Sejarah Tadarus Al Qur’an
Tadarus al Qur’an adalah ngaji bareng di masjid atau mushalla. Hal ini karena membaca al Qur’an merupakan ibadah paling utama di bulan Ramadan, sebab al Qur’an diturunkan dalam bulan ini.
Cerita bermula dari riwayat Ibnu Abbas yang dicatat dalam Shahih Bukhari, setiap malam malaikat Jibril mendatangi Rasulullah dan mengajarkan al Qur’an. Secara tersirat hadits sebagai informasi bahwa Rasulullah menghatamkan al Qur’an sekali dalam setahun, yakni pada bulan Ramadan bersama malaikat Jibril. Kecuali pada tahun menjelang wafatnya, beliau menghatamkan dua kali.
Ibnu Rajab al Hanbali kemudian menyimpulkan, hadits di atas sebagai legalitas disunnahkannya tadarus al Qur’an di malam bulan Ramadan secara berjamaah. Praktiknya seperti yang jamak kita temukan saat ini di masjid atau mushalla. Penjelasan Ibnu Rajab ini termaktub dalam karyanya Bughyah al Insan fi wadzaif Ramadan.
Lebih lanjut Ibnu Rajab menjelaskan, hadits di atas memberikan informasi bahwa Rasulullah setor bacaan al Qur’an kepada malaikat Jibril setiap malam di bulan Ramadan.
Begitulah sejarah tadarus al Qur’an di bulan Ramadan. Sehingga umat Islam sangat dianjurkan memperbanyak membaca al Qur’an, terutama tadarus al Qur’an secara berjamaah di masjid dan mushalla yang biasa dikerjakan setelah usai melaksanakan shalat tarawih.
Satu hal yang harus menjadi catatan kita sebagai umat Islam, bahwa yang dianjurkan adalah tadarus al Qur’an berjamaah tanpa embel-embel harus diperdengarkan kepada khalayak publik. Penggunaan TOA atau pengeras suara saat tadarus bukan bagian dari anjuran melainkan pelengkap semata-mata untuk syiar Islam.
Memang, tidak ada yang salah dalam penggunaan TOA saat tadarus berlangsung. Sah-sah saja selama tidak menganggu orang lain yang sedang istirahat atau tidur.

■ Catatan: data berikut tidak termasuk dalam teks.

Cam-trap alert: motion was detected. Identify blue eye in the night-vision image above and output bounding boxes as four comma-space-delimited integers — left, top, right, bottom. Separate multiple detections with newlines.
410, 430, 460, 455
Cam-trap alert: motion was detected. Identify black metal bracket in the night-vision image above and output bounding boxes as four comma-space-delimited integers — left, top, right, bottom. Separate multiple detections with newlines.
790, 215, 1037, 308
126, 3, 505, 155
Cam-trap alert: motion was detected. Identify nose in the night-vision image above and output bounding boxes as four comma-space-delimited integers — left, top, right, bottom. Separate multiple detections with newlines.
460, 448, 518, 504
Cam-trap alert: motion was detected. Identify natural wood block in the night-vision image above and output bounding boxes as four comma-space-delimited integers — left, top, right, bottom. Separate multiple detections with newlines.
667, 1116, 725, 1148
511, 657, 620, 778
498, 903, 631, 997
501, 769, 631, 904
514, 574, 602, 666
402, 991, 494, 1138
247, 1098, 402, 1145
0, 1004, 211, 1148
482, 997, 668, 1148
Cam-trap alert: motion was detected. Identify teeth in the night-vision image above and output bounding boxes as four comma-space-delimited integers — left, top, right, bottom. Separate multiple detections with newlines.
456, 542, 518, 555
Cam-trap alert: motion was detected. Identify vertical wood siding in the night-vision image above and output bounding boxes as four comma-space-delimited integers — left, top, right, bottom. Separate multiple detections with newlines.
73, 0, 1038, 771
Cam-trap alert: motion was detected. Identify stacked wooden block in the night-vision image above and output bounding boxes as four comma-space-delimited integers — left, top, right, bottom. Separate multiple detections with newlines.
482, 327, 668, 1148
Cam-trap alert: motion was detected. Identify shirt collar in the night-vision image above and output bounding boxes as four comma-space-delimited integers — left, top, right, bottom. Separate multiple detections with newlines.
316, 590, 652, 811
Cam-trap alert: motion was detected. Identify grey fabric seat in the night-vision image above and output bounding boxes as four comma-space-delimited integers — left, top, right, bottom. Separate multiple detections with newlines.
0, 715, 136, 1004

Apalagi di negara Indonesia yang terkenal dengan kemajemukannya. Maka, toleransi untuk saling menghormati tetap harus didahulukan.
Penggunaan speaker dalam menjadi solusi paling tepat saat tadarus, maupun saat berlangsungnya kajian keislaman di bulan Ramadan. Jangan sampai esensi dari tadarus al Qur’an hilang gara-gara pengeras suara. Bukankah yang mengerti dan memahami bahwa membaca al Qur’an bernilai pahala hanya umat Islam? Sementara penganut agama lain tidak mengerti akan hal itu. Sebab itu, wajar kalau mereka merasa terganggu oleh suara pengeras suara, apalagi kalau sampai melewati jam 21.00 WIB dimana kebanyakan orang beristirahat dan tidur.
Sekali lagi, yang dianjurkan adalah tadarus, bukan tadarus dengan pengeras suara. Karenanya, sekalipun tadarus al Qur’an menggunakan pengeras suara boleh-boleh saja, namun tetap harus memperhatikan kondisi lingkungan sekitar. Kalau dikhawatirkan mengganggu waktu istirahat orang lain, tentu lebih baik pakai pengeras suara dalam saja, atau bahkan tanpa pengeras suara.
Alhasil, kita harus menyadari bahwa toleransi juga merupakan bagian dari ajaran Islam. Sikap menghormati orang lain merupakan terjemah dari akhlak terpuji. Etika sosial juga menjadi perhatian besar dalam agama Islam. Sebab, seberapa keras bunyi syiar atau dakwah Islam diperdengarkan tanpa dibarengi sikap dan akhlak mulia justeru semakin menjauhkan penganut agama lain untuk bersimpati terhadap Islam.